The study finds that full-time college students have different perceptions of risk regarding certain substances than others their age. For example, they are significantly more likely to perceive great risk of harm from heavy cigarette use than non full-time college students (72.5 percent versus 62.7 percent). They were also more likely than non full-time college students to perceive a great risk of harm from daily binge drinking (63.9 percent versus 55.3 percent).

However, full-time students are less likely than others in their age group to perceive great risk of harm from monthly cocaine use (59 percent versus 64.3 percent), trying heroin once or twice (76.6 percent versus 80.3 percent) and trying LSD once or twice (49.6 percent versus 58 percent).

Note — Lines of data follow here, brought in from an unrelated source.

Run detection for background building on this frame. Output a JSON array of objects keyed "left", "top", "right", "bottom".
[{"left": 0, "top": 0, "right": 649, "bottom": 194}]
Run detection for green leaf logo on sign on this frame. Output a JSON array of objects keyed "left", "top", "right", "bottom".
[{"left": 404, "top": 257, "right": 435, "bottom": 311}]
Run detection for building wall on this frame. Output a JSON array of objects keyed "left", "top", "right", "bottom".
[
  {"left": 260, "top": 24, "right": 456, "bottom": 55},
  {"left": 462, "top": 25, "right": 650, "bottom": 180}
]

There are no significant differences between the two groups’ perceptions of great risk of harm from weekly marijuana use or weekly binge drinking.

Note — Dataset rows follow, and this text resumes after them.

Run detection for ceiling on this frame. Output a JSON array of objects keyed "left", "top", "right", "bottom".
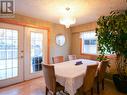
[{"left": 16, "top": 0, "right": 127, "bottom": 26}]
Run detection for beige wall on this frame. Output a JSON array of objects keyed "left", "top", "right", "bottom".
[
  {"left": 0, "top": 14, "right": 71, "bottom": 63},
  {"left": 49, "top": 24, "right": 71, "bottom": 63},
  {"left": 71, "top": 22, "right": 97, "bottom": 33}
]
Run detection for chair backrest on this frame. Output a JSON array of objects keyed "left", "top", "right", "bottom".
[
  {"left": 97, "top": 60, "right": 109, "bottom": 81},
  {"left": 52, "top": 56, "right": 64, "bottom": 64},
  {"left": 42, "top": 64, "right": 56, "bottom": 93},
  {"left": 68, "top": 55, "right": 76, "bottom": 61},
  {"left": 83, "top": 64, "right": 98, "bottom": 92}
]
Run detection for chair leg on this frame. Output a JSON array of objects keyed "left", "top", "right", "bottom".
[
  {"left": 91, "top": 88, "right": 93, "bottom": 95},
  {"left": 97, "top": 80, "right": 100, "bottom": 94},
  {"left": 102, "top": 78, "right": 104, "bottom": 90},
  {"left": 46, "top": 87, "right": 48, "bottom": 95}
]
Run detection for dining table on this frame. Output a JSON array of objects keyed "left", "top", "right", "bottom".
[{"left": 52, "top": 59, "right": 99, "bottom": 95}]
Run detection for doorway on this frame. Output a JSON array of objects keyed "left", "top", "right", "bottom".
[{"left": 0, "top": 23, "right": 48, "bottom": 87}]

Overall, the report shows full-time college students’ perceptions of great risk from using certain substances have dropped from 2002 to 2014. Full-time college students’ perception of great risk of harm from trying LSD once or twice dropped from 57.2 percent in 2002 to 49.6 percent in 2014. An even steeper decline occurred in the rate of perception of great risk from using marijuana once or twice a week – down from 34.5 percent in 2002 to 17.9 percent in 2014.

Full-time college students are more likely than others their age to believe they can easily obtain marijuana (79.9 percent to 73.1 percent) or LSD (21.5 percent versus 16.3). However, full-time college students are less likely than others their age to believe that they have easy access to heroin (11.8 percent versus 15.4 percent). There are no significant differences between the two groups regarding their perceptions of how easy it would be to obtain either cocaine or crack.

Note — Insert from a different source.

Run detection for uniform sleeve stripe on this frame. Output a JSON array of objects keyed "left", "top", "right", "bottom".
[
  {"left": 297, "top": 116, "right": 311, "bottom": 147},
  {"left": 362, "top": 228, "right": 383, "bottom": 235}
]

The report’s trend data indicates that full-time college students’ perceptions of easy access to many drugs have actually dropped significantly from 2002 to 2014.

“This report’s findings are particularly important now that many students are starting, or returning to, college,” said Fran Harding, Director of SAMHSA’s Center for Substance Abuse Prevention. “This is a good opportunity to assess the differences between full time college students and people their age who are not in college so that we can better target prevention programming to young adults from all walks of life with vital information on substance use disorder prevention and treatment.”

SAMHSA has multiple efforts for the 18 to 22 year old population. This includes the following:
  • SAMHSA’s Communities Talk: Town Hall Meetings to Prevent Underage Drinking. This initiative educates communities about underage and high-risk drinking and mobilizes them to take evidence-based actions at local, state, and national levels.
  • The Sound of Your Voice, a short animated video (link is external) and guide that encourages parents to talk with their young adults about the consequences of underage alcohol use.
  • Underage drinking factsheet, which provides an overview of underage alcohol use and the overall health and safety risks, including data on underage drinking by adolescents and young adults and a breakdown by gender and racial/ethnic group.
  • College student drinking factsheet which gives an overview of the issue and breaks down binge and heavy drinking by gender, alcohol use consequences, and alcohol use prevention.
  • http://www.stopalcoholabuse.gov/, the host site for additional information about underage drinking prevention.
Today’s SAMHSA report, “Trends in Perceptions of Risk and Availability of Substance Use among Full-Time College Students,” is available at http://www.samhsa.gov/data/sites/default/files/report_2418/ShortReport-2418.html. It is based on data drawn from SAMHSA’s 2012 to 2014 National Survey on Drug Use and Health (NSDUH) – an annual survey of 68,000 Americans aged 12 and older.

For more information about SAMHSA and NSDUH please visit: http://www.samhsa.gov.

The Substance Abuse and Mental Health Services Administration (SAMHSA) is the agency within the U.S. Department of Health and Human Services (DHHS) that leads public health efforts to advance the behavioral health of the nation. SAMHSA's mission is to reduce the impact of substance abuse and mental illness on America's communities.